José Ponciano Arriaga Mejía (1811–1865) was a lawyer and radical liberal politician from the Mexican state of San Luis Potosí.

==Biography==
Arriaga rose to prominence in the late 1840s and is particularly known for pushing for the equality of people through property rights. Arriaga proposed a law in which the government would confiscate lands from the local hacienda owners and redistribute it to the local Indian population. Later in his career, Arriaga proposed landowners who possessed more than 15 square leagues, had to begin cultivating their land or forfeit it. Arriaga further proposed that anyone who did not own at least 50 pesos worth of land would be exempt from most taxes. The focus for Arriaga on equality through property rights stems from his argument that "despite the fundamental laws of the land, a privileged caste would be able to establish an aristocracy of wealth and monopolize land and political power."

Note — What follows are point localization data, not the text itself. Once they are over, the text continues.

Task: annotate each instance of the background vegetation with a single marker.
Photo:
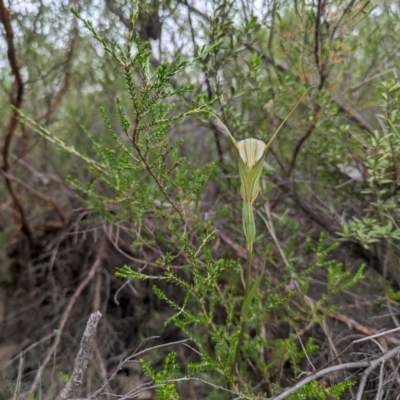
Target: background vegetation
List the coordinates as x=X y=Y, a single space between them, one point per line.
x=121 y=193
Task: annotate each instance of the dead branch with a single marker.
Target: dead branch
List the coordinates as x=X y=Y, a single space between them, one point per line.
x=90 y=275
x=36 y=193
x=373 y=364
x=82 y=358
x=354 y=365
x=16 y=102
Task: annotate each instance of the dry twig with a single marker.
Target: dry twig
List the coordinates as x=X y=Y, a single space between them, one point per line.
x=74 y=298
x=82 y=359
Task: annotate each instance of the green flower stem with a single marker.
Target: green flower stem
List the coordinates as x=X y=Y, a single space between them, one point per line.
x=246 y=293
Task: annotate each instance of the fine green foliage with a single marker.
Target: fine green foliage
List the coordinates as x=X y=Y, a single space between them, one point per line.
x=244 y=244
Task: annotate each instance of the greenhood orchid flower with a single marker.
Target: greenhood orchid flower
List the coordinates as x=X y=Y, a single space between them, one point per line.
x=251 y=155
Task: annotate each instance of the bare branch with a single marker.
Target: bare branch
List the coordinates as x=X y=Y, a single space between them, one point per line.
x=82 y=358
x=67 y=312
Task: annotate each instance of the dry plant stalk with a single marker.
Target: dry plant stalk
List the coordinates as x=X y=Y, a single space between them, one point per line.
x=82 y=358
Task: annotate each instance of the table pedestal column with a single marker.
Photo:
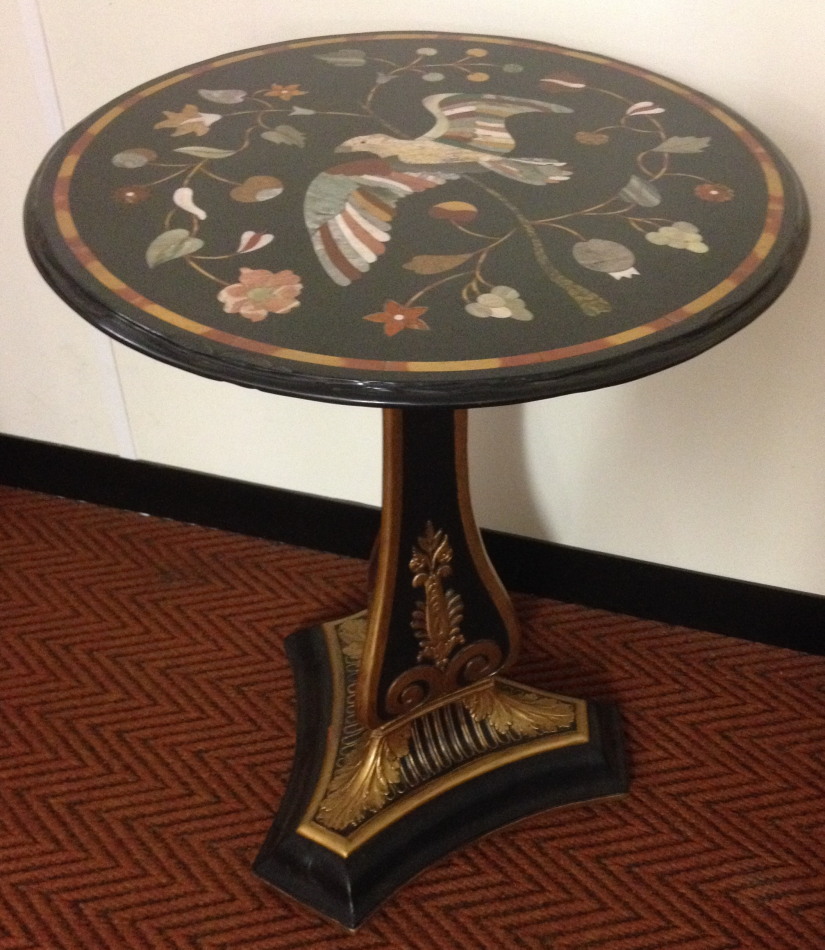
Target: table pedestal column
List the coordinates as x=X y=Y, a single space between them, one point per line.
x=411 y=740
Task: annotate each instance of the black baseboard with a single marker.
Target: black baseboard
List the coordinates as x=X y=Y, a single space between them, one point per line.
x=755 y=612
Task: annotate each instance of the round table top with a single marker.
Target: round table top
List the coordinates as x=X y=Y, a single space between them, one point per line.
x=407 y=219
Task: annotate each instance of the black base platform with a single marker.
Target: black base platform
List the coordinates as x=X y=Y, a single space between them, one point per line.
x=539 y=751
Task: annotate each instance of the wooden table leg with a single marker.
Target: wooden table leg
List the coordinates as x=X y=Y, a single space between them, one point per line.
x=411 y=739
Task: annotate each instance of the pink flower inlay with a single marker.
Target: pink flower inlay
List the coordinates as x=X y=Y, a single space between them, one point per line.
x=260 y=292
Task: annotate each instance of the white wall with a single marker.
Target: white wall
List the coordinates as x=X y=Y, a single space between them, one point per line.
x=716 y=465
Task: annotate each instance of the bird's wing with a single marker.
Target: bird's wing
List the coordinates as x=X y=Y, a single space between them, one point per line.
x=480 y=121
x=349 y=211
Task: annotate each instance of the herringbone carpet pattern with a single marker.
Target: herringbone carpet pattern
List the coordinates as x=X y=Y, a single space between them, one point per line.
x=146 y=730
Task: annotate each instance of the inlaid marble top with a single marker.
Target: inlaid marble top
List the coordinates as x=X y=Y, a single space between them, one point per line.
x=417 y=219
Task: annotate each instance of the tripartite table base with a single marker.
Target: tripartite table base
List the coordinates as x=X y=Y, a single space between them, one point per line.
x=411 y=740
x=366 y=810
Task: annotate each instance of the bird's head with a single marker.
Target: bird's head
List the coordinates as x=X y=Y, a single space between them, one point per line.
x=378 y=144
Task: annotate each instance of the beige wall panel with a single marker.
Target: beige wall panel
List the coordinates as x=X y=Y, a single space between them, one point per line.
x=55 y=371
x=204 y=425
x=715 y=465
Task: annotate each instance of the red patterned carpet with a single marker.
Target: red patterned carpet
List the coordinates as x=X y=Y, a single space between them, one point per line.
x=146 y=732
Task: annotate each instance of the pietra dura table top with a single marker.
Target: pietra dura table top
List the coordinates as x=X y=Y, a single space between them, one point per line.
x=423 y=222
x=417 y=219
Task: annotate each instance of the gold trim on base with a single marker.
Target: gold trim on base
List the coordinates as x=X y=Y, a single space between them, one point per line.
x=370 y=778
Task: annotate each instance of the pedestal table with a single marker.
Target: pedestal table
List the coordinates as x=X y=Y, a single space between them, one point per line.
x=427 y=223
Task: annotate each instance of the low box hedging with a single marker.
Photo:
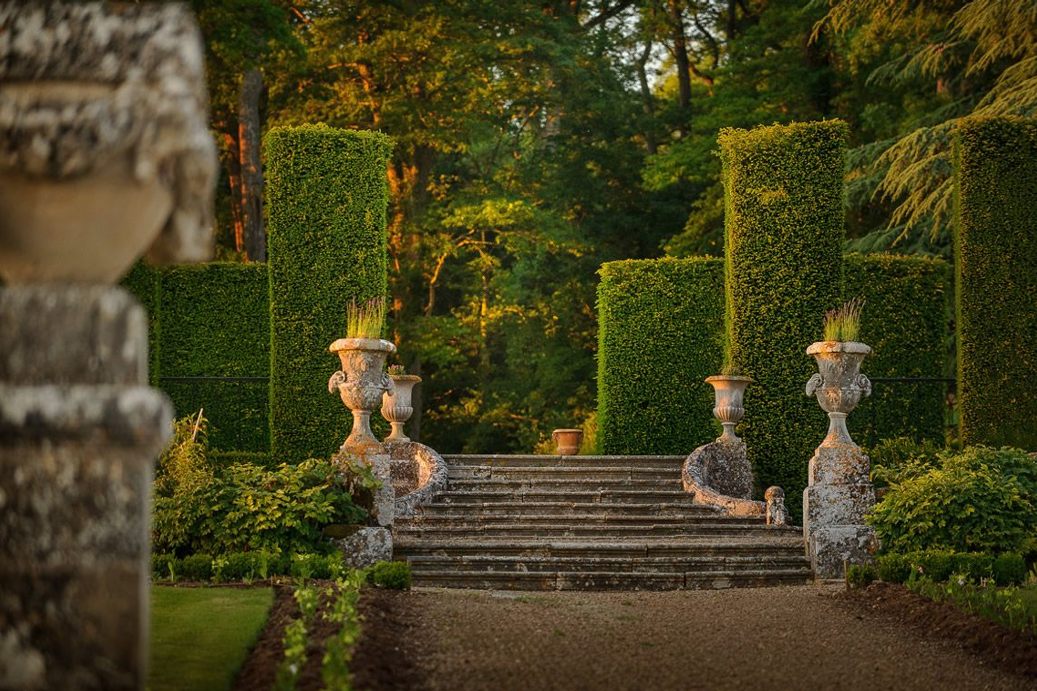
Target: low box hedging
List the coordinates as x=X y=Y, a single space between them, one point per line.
x=327 y=199
x=906 y=322
x=996 y=266
x=660 y=327
x=783 y=244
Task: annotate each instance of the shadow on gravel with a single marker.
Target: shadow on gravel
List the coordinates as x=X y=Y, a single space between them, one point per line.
x=1011 y=651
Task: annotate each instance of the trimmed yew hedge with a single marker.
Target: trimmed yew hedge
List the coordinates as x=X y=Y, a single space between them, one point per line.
x=906 y=322
x=783 y=237
x=660 y=330
x=996 y=270
x=327 y=199
x=211 y=320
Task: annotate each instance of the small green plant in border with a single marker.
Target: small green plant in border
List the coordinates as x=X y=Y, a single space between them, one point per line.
x=843 y=324
x=365 y=321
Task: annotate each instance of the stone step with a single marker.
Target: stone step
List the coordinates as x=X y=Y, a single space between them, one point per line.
x=562 y=472
x=563 y=520
x=572 y=496
x=609 y=581
x=514 y=508
x=772 y=547
x=480 y=562
x=529 y=461
x=519 y=530
x=564 y=485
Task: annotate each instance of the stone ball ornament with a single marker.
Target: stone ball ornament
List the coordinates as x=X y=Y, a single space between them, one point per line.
x=105 y=147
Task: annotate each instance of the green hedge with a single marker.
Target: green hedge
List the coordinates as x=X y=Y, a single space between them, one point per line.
x=660 y=328
x=327 y=199
x=906 y=322
x=784 y=231
x=996 y=267
x=212 y=320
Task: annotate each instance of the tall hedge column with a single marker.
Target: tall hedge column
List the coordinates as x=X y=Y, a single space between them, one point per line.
x=996 y=266
x=784 y=231
x=327 y=199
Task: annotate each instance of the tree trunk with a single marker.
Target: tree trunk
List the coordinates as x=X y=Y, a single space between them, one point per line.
x=683 y=64
x=232 y=163
x=249 y=147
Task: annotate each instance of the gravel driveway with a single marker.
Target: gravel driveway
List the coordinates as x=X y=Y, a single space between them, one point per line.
x=800 y=637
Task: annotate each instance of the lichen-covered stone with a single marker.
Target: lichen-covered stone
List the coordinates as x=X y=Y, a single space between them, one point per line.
x=366 y=547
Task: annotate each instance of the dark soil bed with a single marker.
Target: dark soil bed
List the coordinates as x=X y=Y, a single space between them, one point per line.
x=1006 y=648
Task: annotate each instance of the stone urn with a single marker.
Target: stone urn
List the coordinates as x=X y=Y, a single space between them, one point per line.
x=567 y=441
x=839 y=384
x=105 y=151
x=729 y=390
x=361 y=383
x=396 y=406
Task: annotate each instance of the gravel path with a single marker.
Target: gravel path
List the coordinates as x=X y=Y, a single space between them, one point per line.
x=801 y=637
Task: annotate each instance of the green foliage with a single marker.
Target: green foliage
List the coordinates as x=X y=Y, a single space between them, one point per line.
x=784 y=229
x=996 y=266
x=240 y=507
x=1009 y=569
x=895 y=460
x=393 y=575
x=211 y=320
x=979 y=499
x=843 y=323
x=1015 y=608
x=326 y=202
x=659 y=323
x=907 y=326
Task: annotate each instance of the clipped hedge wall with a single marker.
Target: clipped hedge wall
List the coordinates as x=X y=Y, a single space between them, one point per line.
x=660 y=329
x=215 y=322
x=327 y=199
x=784 y=230
x=211 y=320
x=906 y=322
x=996 y=268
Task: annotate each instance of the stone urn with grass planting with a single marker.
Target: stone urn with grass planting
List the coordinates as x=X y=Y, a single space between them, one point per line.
x=396 y=406
x=839 y=492
x=362 y=382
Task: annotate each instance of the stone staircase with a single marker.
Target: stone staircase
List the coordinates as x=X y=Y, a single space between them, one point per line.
x=587 y=523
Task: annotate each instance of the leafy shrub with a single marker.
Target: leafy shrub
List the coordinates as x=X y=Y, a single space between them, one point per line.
x=996 y=263
x=1009 y=569
x=979 y=499
x=394 y=575
x=860 y=576
x=327 y=199
x=243 y=507
x=901 y=458
x=893 y=568
x=196 y=568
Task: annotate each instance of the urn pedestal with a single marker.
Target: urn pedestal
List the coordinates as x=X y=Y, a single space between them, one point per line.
x=839 y=492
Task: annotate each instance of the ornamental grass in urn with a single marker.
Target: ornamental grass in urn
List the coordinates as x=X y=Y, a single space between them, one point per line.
x=839 y=384
x=362 y=381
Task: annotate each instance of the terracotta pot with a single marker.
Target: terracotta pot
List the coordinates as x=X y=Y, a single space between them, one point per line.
x=361 y=383
x=396 y=405
x=567 y=441
x=839 y=384
x=728 y=392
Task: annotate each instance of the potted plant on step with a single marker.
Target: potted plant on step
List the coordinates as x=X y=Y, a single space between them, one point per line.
x=396 y=406
x=362 y=381
x=839 y=384
x=729 y=388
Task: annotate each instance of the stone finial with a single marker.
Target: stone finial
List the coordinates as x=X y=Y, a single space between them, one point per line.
x=85 y=86
x=775 y=499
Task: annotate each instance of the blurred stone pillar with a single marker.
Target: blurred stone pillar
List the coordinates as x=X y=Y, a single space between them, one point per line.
x=105 y=155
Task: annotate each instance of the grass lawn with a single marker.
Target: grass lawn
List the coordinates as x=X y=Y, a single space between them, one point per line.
x=201 y=636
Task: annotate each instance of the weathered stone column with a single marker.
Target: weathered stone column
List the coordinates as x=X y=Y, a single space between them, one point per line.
x=105 y=155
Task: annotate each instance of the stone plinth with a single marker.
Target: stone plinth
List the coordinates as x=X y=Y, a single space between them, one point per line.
x=834 y=504
x=79 y=432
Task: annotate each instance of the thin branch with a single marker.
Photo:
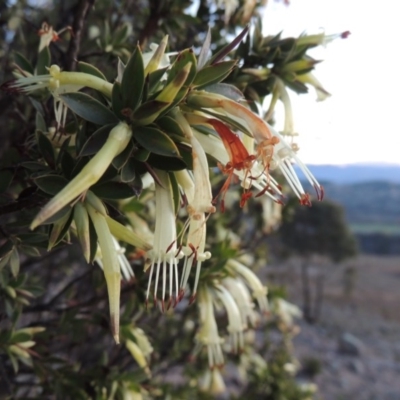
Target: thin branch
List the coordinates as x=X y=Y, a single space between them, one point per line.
x=77 y=27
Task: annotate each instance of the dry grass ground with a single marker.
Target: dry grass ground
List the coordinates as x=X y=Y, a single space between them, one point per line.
x=364 y=303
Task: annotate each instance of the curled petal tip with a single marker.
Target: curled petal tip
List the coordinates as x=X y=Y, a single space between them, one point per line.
x=192 y=298
x=320 y=192
x=345 y=34
x=305 y=200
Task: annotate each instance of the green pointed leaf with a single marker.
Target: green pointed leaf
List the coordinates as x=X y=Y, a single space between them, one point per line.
x=45 y=148
x=29 y=250
x=89 y=108
x=213 y=73
x=168 y=124
x=23 y=63
x=224 y=89
x=175 y=192
x=51 y=184
x=155 y=141
x=128 y=172
x=166 y=163
x=90 y=69
x=183 y=58
x=93 y=241
x=32 y=237
x=6 y=249
x=154 y=79
x=149 y=109
x=14 y=263
x=133 y=80
x=113 y=191
x=205 y=50
x=60 y=229
x=4 y=261
x=34 y=166
x=117 y=101
x=123 y=157
x=142 y=155
x=43 y=62
x=96 y=141
x=40 y=122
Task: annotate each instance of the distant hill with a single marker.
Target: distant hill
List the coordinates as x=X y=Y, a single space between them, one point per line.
x=354 y=173
x=376 y=202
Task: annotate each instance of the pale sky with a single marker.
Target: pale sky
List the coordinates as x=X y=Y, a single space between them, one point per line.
x=358 y=123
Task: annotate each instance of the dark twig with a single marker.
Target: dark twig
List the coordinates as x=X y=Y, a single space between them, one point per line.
x=77 y=27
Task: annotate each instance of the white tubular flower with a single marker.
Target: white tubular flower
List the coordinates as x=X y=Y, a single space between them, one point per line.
x=202 y=198
x=124 y=264
x=321 y=38
x=164 y=254
x=57 y=79
x=212 y=382
x=288 y=129
x=194 y=252
x=241 y=295
x=208 y=332
x=286 y=311
x=236 y=325
x=202 y=202
x=256 y=177
x=58 y=83
x=230 y=6
x=116 y=142
x=185 y=181
x=259 y=291
x=111 y=266
x=272 y=214
x=282 y=159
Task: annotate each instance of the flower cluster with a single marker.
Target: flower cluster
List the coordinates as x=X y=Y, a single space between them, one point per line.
x=164 y=117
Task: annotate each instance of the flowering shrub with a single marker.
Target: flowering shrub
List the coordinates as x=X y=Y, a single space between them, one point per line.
x=133 y=165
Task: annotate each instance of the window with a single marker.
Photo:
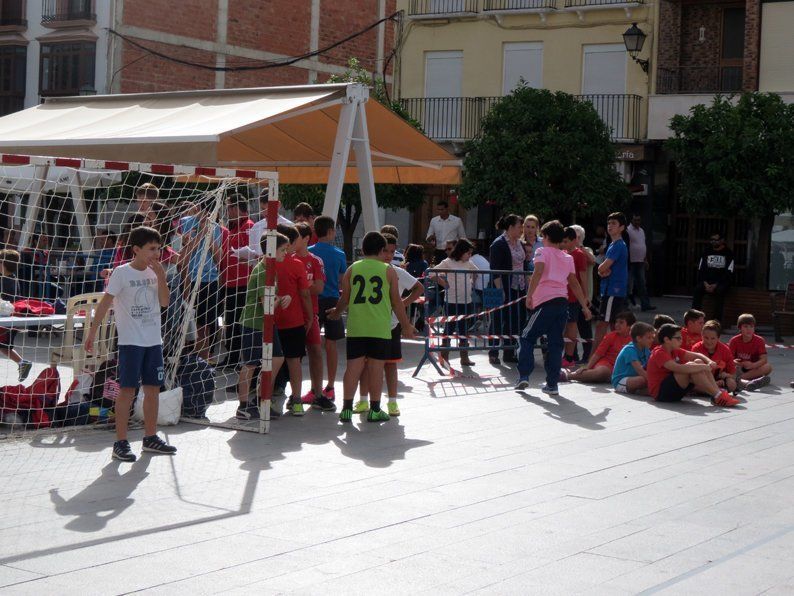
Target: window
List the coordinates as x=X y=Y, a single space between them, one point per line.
x=522 y=61
x=12 y=78
x=66 y=68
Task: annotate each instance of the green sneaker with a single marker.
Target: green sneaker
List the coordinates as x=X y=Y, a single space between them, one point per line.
x=379 y=416
x=361 y=407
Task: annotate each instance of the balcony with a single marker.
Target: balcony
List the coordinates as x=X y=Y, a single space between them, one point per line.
x=458 y=119
x=67 y=13
x=429 y=9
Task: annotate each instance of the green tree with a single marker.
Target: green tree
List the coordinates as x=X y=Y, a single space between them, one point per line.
x=543 y=152
x=390 y=196
x=734 y=157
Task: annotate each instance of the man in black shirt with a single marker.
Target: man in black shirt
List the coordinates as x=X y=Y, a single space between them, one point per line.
x=714 y=274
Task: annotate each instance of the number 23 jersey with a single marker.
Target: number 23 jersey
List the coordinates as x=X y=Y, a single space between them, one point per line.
x=369 y=307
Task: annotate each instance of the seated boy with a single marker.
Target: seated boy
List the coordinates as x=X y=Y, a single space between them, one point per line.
x=628 y=375
x=720 y=353
x=693 y=327
x=599 y=368
x=673 y=372
x=749 y=354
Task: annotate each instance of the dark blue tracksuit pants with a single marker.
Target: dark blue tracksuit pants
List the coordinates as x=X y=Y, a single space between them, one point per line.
x=548 y=319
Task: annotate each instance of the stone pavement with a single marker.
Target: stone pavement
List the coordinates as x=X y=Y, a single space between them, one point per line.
x=475 y=488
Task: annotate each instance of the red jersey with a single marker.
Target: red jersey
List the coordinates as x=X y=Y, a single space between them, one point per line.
x=234 y=272
x=579 y=265
x=291 y=275
x=688 y=340
x=656 y=370
x=751 y=350
x=722 y=356
x=611 y=345
x=315 y=269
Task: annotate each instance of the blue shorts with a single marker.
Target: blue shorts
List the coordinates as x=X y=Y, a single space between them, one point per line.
x=141 y=366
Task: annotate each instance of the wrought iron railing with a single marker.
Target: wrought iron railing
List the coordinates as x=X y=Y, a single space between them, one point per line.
x=440 y=7
x=699 y=79
x=460 y=118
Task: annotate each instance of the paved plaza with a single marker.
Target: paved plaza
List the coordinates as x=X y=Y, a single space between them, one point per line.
x=475 y=488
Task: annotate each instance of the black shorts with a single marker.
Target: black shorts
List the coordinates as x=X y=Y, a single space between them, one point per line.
x=293 y=342
x=610 y=307
x=334 y=330
x=368 y=347
x=208 y=304
x=671 y=391
x=395 y=345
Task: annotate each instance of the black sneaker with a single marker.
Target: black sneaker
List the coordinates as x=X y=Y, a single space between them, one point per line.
x=122 y=451
x=155 y=444
x=323 y=403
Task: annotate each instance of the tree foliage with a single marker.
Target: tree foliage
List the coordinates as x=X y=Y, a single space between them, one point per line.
x=543 y=152
x=736 y=156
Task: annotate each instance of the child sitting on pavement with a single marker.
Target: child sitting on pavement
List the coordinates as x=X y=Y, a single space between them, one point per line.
x=749 y=353
x=673 y=372
x=599 y=368
x=711 y=346
x=693 y=328
x=628 y=374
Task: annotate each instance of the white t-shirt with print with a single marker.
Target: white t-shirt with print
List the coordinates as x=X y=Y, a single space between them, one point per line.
x=136 y=306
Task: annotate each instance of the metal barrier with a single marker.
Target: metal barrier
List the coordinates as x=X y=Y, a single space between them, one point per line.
x=472 y=310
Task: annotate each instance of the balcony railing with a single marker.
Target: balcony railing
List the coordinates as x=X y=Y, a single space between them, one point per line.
x=66 y=10
x=458 y=119
x=429 y=8
x=699 y=79
x=517 y=5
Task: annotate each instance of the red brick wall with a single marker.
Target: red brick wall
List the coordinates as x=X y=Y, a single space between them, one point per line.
x=278 y=26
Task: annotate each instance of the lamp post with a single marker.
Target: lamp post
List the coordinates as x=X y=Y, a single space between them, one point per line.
x=634 y=39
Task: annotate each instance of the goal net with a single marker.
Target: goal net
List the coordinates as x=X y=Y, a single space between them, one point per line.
x=66 y=226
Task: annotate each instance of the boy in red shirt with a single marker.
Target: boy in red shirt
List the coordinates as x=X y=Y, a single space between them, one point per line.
x=672 y=372
x=693 y=328
x=749 y=354
x=295 y=317
x=599 y=368
x=711 y=347
x=315 y=273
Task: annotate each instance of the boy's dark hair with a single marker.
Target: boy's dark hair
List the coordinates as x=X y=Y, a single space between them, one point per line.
x=372 y=244
x=639 y=329
x=323 y=225
x=745 y=319
x=618 y=217
x=627 y=316
x=554 y=231
x=281 y=240
x=143 y=235
x=304 y=229
x=693 y=315
x=10 y=260
x=462 y=246
x=389 y=229
x=667 y=331
x=303 y=210
x=660 y=320
x=290 y=232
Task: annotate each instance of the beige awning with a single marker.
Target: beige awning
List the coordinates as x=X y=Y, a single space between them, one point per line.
x=291 y=130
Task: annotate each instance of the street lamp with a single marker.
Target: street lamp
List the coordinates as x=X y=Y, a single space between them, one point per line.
x=634 y=39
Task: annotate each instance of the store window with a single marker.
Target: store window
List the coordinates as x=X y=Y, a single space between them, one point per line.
x=781 y=254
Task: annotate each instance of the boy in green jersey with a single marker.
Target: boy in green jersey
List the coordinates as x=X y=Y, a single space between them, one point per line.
x=369 y=293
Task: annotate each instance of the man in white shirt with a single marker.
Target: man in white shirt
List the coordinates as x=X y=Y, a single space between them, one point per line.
x=444 y=228
x=638 y=262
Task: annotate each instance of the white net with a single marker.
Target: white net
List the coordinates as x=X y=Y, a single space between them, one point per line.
x=65 y=228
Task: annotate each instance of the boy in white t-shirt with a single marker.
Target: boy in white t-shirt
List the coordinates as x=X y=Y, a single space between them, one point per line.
x=137 y=291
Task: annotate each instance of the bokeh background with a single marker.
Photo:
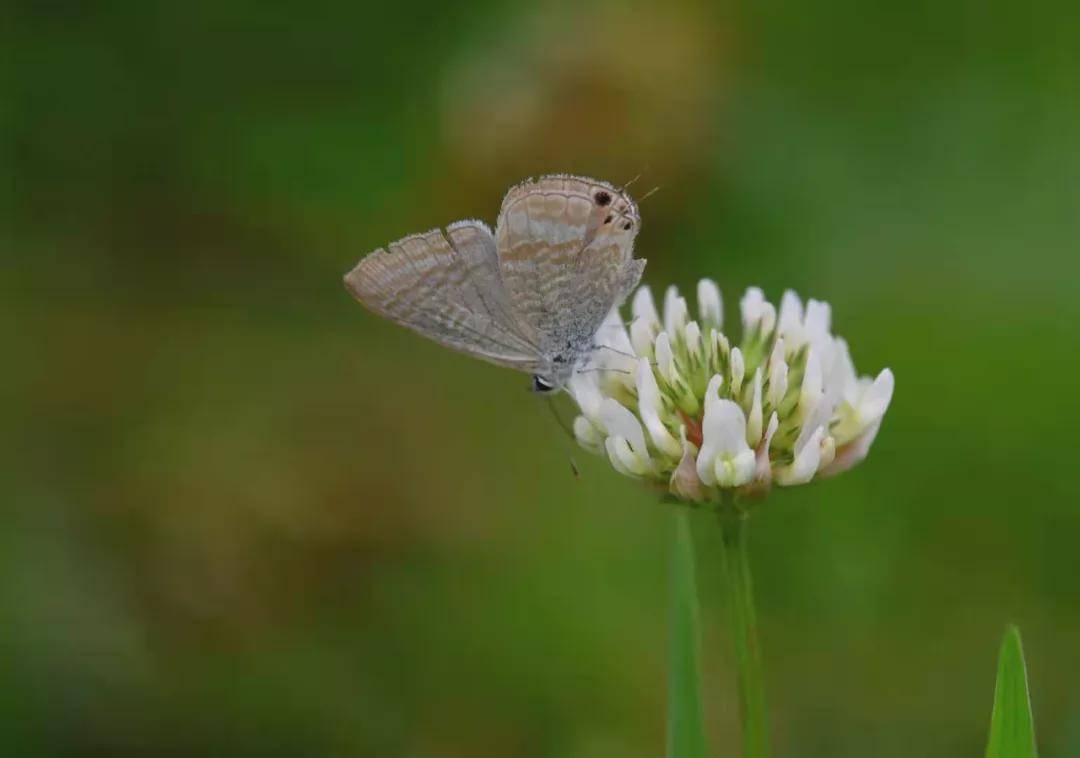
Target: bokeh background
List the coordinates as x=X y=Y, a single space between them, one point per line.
x=243 y=516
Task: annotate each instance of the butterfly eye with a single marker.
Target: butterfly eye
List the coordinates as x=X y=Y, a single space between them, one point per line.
x=541 y=386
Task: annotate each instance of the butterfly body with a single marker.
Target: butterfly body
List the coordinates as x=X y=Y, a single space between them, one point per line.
x=530 y=296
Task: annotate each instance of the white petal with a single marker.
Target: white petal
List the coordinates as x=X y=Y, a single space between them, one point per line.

Arriaga is also known for proposing a law that would establish a public attorney to represent the poor.

Ponciano Arriaga has served in multiple political positions including:
- Minister of justice
- Constitutional Congressman representing eight constituencies: Guerrero, Mexico State, Michoacán, Jalisco, Puebla, Zacatecas as well as San Luis Potosí and the Federal District.
- Secretary of the Interior
- Defensor de los Fondos de Beneficencia
- President of the Chamber of Deputies in 1856 and 1862-1863.

Arriaga, in his position as First Minister of the Interior, participated in writing the first draft of the 1857 Mexican constitution, later earning him the title of "Father of the 1857 constitution."

The Ponciano Arriaga International Airport in San Luis Potosí is dedicated to Arriaga's memory. Arriaga is entombed in the Mexican National Rotunda (Rotonda de los Hombres Ilustres).